For me personally, Liberalism does not provide the answers to the questions posed today. Free market and free movement of people, EU style is an unmitigated disaster. Free speech has a long war ahead of it against identity politics. Free trade, up against mercantilist china, and gloablisation is, it turns out, pretty shit for a Western economy over the decades.

For validation of this currently - what are the 'centre' policies of Labour that a new party could create that voters would flock to? Where and what are they? Answer there is none, because the soft left liberal solutions do not provide meaningful answers to the questions facing the country and culture currently.

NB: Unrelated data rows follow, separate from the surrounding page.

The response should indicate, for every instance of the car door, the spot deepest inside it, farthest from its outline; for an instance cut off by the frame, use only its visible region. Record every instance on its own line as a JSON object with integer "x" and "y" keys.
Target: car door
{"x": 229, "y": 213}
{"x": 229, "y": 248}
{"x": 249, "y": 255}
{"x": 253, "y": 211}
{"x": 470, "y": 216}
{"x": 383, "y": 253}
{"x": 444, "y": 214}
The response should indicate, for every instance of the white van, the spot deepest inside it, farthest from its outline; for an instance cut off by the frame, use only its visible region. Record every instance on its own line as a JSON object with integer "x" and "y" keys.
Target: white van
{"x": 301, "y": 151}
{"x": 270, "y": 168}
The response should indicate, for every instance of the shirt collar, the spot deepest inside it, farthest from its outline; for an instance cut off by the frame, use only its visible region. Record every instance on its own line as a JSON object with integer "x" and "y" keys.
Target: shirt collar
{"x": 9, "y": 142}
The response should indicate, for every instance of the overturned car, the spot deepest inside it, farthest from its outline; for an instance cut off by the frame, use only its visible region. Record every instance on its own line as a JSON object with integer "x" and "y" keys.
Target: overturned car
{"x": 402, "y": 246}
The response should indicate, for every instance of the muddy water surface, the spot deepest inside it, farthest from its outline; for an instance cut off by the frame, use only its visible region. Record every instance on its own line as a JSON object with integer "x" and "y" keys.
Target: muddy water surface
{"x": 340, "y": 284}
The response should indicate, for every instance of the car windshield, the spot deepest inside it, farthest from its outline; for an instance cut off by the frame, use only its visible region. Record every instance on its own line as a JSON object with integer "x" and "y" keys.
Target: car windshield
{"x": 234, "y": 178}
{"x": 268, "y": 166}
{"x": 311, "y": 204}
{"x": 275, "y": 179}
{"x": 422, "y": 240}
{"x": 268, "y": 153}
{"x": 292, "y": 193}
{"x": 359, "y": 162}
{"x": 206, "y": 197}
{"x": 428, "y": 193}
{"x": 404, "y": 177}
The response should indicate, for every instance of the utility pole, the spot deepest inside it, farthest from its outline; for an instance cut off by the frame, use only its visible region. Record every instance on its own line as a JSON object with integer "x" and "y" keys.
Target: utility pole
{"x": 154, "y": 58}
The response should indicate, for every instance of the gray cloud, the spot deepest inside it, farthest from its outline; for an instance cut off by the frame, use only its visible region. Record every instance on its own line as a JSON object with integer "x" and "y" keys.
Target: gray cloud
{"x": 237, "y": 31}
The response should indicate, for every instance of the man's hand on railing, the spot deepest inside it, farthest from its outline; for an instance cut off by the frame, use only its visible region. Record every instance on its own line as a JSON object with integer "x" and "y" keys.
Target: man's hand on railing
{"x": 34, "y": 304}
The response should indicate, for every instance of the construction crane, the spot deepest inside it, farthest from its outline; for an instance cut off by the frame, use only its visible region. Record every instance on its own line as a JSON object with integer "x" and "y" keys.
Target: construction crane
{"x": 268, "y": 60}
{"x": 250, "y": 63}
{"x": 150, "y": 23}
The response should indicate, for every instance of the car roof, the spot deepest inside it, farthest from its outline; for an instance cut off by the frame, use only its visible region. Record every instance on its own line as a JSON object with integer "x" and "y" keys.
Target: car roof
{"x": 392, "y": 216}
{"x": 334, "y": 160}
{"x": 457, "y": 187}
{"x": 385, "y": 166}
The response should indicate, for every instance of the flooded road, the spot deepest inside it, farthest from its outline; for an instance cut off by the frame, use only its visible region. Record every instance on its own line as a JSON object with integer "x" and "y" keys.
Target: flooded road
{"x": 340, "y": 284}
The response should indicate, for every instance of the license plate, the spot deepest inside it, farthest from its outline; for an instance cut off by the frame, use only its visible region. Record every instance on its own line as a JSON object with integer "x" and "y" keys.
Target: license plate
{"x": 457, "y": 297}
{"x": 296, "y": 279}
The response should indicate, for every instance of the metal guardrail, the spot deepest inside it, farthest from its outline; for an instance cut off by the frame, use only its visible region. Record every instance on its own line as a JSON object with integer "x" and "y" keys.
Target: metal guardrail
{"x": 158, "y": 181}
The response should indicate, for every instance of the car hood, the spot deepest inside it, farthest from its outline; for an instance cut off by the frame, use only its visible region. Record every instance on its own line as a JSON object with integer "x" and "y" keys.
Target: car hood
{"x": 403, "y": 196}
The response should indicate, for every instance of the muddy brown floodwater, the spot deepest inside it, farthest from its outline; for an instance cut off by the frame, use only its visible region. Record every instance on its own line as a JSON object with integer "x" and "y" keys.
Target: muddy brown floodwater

Adam from Barnsley said...

I believe in a free market economy where there is competition and monopolies are prevented.
The reason why I hate the Tories is because they don't believe in this and want to make the rich richer.
Shutting profitable coal mines and creating privatised monopolies e. g. water boards, national grid, public transport.
Admitted, everyone except the poor could buy shares in BA, BG, BT. This is the not the case for most UK privatisations, where public assets are sold for half it's value, where the public could not buy, then asset stripped and prices set sky high.
The reason Corbyn is so 'antisemitic' is due to the press not being Liberal i. e. nearly all right wing.

Anonymous said...

"the freedom to speak freely was undermined and the freedom to vote was also undermined by a lack of alternatives who opposed immigration"

There were alternatives who opposed immigration. That's why our elites gave them as hard a time as possible, including things like denying them bank accounts. The definition of a "Nazi" has moved in 55 years from Colin Jordan (who probably qualified) to Nigel Farage.

Anonymous said...

Adam - Corbyn's not antisemitic (lots of Jews incl Orthodox were out supporting him last week), he's just agnostic/neutral in the Israel/Palestine conflict.

That alone, that above all, that all the time.

Anonymous said...

"(on that argument, Stalin would have been followed by a Ghandi figure."

It's spelt "Gandhi", which means "grocer" in Hindi. Also, you need to close brackets at the end of your analogy.

Gandhi himself was a Hindu nationalist, whose "peaceful" agitation caused severe inter-communal violence, and eventually led to the partition of India, with over a million deaths. Not to mention successive wars between the component parts of the sub-continent.

Stalin was quite a fan of his methods.